Remembering Abe Rotstein, 1929–2015

A man known for his intellect and abundant love will be missed


“There is no replacing a man of wisdom,” Rabbi Miriam Margles told Rotstein’s family and friends at his funeral, in front of a simple white coffin.

Rotstein was born in 1929 to poor immigrant parents, and grew up east of St Urbain Street in Montreal. His formidable intellect eventually took him to graduate work at Chicago and Columbia. He then completed a PhD thesis on the Canadian fur trade at the University of Toronto, and in the 1960s, he was appointed as a faculty member in what was then the Department of Political Economy.

Rotstein’s teaching work was mostly in the field of Canadian economic history, but his interests delved into politics, anthropology, theology and philosophy. The breadth of his intellect endured long after his economics colleagues decided that they should separate from those who focused on politics. His teachings continued to straddle that divide, and he never believed that deliberations about Canadian pasts or futures could be illuminated by the cold supply-and-demand models so favoured by the dominant currents in economics.
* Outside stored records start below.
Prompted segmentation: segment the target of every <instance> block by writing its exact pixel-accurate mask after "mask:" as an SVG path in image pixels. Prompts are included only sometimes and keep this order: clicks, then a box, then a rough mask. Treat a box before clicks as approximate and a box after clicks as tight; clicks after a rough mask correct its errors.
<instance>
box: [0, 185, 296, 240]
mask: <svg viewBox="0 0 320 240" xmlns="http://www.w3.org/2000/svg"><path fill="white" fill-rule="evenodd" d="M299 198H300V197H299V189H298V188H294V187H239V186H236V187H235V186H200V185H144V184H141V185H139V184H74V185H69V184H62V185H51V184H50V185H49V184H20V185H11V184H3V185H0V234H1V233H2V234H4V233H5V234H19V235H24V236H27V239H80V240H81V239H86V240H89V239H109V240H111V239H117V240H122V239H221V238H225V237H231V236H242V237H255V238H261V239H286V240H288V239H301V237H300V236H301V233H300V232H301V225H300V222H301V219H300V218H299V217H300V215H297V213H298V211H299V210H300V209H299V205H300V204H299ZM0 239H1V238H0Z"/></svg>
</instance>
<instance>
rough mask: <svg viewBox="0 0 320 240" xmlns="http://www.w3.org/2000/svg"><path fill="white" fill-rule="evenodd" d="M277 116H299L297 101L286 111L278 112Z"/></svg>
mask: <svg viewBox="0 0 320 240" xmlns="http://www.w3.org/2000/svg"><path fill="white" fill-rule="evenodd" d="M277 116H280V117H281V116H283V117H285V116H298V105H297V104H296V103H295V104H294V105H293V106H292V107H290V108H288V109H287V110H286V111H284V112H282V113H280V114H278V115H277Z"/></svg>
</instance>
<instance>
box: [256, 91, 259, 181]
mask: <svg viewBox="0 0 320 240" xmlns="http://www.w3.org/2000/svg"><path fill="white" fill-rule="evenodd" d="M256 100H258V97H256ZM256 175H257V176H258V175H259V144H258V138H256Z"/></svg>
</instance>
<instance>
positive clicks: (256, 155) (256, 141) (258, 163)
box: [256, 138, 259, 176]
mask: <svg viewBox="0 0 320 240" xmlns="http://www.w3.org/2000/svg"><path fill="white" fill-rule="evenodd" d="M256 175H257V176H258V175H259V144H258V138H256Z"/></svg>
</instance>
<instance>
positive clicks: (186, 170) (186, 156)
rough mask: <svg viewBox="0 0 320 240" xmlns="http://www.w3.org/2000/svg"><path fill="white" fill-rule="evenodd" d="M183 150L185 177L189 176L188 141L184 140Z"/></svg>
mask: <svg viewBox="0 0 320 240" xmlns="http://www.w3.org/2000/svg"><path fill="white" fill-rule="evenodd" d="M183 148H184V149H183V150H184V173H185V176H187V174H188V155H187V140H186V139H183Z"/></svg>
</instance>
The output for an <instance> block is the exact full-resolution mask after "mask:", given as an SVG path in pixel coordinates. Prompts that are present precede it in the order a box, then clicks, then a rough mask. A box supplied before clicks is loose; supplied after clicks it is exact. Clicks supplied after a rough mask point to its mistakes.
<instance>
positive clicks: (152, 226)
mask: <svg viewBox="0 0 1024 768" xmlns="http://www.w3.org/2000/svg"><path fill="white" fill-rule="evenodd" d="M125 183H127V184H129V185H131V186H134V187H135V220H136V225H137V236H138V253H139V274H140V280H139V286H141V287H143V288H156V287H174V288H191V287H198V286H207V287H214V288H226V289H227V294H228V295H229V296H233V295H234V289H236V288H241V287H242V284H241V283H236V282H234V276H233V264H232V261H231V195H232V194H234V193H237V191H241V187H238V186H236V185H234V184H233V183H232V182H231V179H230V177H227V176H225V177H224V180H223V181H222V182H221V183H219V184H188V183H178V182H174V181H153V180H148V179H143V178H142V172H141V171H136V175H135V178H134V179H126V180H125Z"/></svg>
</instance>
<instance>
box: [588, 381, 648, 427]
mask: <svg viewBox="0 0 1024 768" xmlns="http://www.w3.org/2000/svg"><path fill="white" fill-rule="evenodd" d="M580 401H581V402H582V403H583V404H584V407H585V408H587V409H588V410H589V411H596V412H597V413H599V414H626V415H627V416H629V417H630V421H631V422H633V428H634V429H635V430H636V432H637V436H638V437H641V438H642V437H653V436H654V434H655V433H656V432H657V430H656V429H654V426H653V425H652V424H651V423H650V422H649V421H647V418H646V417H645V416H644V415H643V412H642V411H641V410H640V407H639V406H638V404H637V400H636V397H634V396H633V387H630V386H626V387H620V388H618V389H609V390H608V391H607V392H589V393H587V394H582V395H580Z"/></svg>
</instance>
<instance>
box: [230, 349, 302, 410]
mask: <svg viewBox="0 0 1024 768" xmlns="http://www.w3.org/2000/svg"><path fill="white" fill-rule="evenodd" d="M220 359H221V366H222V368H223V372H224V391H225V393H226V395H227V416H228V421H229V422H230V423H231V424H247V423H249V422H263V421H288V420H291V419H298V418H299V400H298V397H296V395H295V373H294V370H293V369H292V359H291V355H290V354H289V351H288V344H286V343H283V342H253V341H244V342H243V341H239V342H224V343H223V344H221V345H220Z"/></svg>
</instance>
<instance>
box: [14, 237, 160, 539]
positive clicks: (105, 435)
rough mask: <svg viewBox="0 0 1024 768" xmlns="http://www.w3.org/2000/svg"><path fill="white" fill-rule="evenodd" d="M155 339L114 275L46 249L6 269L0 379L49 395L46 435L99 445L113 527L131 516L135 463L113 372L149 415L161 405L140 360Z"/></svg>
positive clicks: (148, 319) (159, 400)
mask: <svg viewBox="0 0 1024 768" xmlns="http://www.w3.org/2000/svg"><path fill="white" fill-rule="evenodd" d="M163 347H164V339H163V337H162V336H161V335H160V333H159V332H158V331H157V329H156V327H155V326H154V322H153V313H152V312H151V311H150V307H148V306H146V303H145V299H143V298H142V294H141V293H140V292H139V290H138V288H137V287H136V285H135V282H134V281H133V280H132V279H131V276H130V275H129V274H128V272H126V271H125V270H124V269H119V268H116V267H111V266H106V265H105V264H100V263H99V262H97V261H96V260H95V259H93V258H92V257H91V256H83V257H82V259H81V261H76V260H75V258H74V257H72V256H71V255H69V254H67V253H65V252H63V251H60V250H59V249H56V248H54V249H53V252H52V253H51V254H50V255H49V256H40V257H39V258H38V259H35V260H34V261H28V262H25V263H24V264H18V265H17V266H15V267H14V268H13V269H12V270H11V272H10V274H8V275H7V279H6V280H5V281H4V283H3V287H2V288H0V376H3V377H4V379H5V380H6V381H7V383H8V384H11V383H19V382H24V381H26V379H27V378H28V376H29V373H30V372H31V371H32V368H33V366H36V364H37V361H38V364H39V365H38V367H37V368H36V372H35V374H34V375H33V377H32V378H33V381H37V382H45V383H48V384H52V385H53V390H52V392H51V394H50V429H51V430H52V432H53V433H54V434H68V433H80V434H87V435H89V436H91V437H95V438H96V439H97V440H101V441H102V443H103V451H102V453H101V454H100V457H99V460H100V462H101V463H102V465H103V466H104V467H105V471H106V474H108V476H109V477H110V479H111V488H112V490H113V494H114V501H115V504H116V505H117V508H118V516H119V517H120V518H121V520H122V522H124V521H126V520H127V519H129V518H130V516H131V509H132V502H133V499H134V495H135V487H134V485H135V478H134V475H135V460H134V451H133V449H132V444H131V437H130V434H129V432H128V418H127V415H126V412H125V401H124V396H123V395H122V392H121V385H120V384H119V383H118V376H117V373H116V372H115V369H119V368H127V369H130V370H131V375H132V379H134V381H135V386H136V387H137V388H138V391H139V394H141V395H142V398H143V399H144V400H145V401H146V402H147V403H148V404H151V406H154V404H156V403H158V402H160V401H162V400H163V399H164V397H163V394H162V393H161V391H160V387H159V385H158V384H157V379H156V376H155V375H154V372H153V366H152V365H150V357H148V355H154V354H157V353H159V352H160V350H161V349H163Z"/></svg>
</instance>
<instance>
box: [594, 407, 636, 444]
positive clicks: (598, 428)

Rotstein continued teaching long after he formally retired in 1993, conducting a seminar course as recently as the summer of 2014. Friends and colleagues in the political science department fondly remember their luck in sharing courses with him in comparative and international political economy. He taught thousands of students and retained a superb reputation as an inspiring teacher. Until the end, as his dear friend and intellectual comrade Mel Watkins said, he was still so sound of body and mind.

Rotstein’s influence extended far beyond the academy. He was a founding member of various groups, including the University League for Social Reform, the Canadian Institute for Economic Policy and the Committee for an Independent Canada (a precursor to the Council of Canadians). For years, he edited Canadian Forum, a highly influential vehicle for progressive deliberation. He campaigned for measures aimed at limiting foreign corporate domination, particularly from the United States, and opposed simple-minded growth strategies that relied on free trade and free markets. He was often on the losing side of the political debates he so passionately took up, but that never dulled his good-humoured optimism and commitment to social justice.

His written works were varied and inspired. In the 1960s and ’70s, he authored: The Precarious Homsetead: Essays on Economics, Technology and Nationalism; Beyond Industrial Growth; and Rebuilding From Within: Remedies for Canada’s Ailing Economy. Even beyond those, he authored many books that make the case for Canadian economic independence. He contributed chapters to 28 different books, and wrote many opinion pieces for magazines and newspapers. He was completing two book manuscripts when he died — ever active and intellectually alive.

 

With his wife Diane, he had two children, Daniel and Eve, and three grandchildren he loved dearly. He also had a younger brother, Morris, who mourned his big brother’s passing alongside his wife and their children. They all remember his love of music and his violin playing. He loved travelling and bringing back presents for his family from all over the world. He was proud of being Jewish, even though he grew up knowing anti-Semitism first-hand and how it positioned him outside the mainstream.

It was some time after his formal retirement that Rotstein began to explore his sexuality. His first questions were about what to expect and how to meet people — the same questions so many others have asked before and since. This marked a difficult period within his family, with wounds that are often papered over in “coming out” narratives. But he was driven to open himself to experiences that had, until then, been repressed.

With the kind of inquisitiveness and charm that had so marked his life until then, he threw himself into forging networks across the LGBT community. He joined The Fraternity, a social club, and enthusiastically attended events sponsored by the Bonham Centre for Sexual Diversity Studies at UofT, the Canadian Lesbian and Gay Archives, the Association of LGBT Journalists (NLGJA) and Qu(e)rying Religion. He was everywhere, and he brought with him the generosity and wit that he had so marked his life and career until then. He kept this part of his life quite separate from the rest, but it was a large life he quickly created for himself.

At his funeral, when his son, his brother and Watkins spoke to us, stories of humour, politics, family, music, travel and conversation spilled from their scripts. As Watkins said, Abe Rotstein was “a good and wise person.”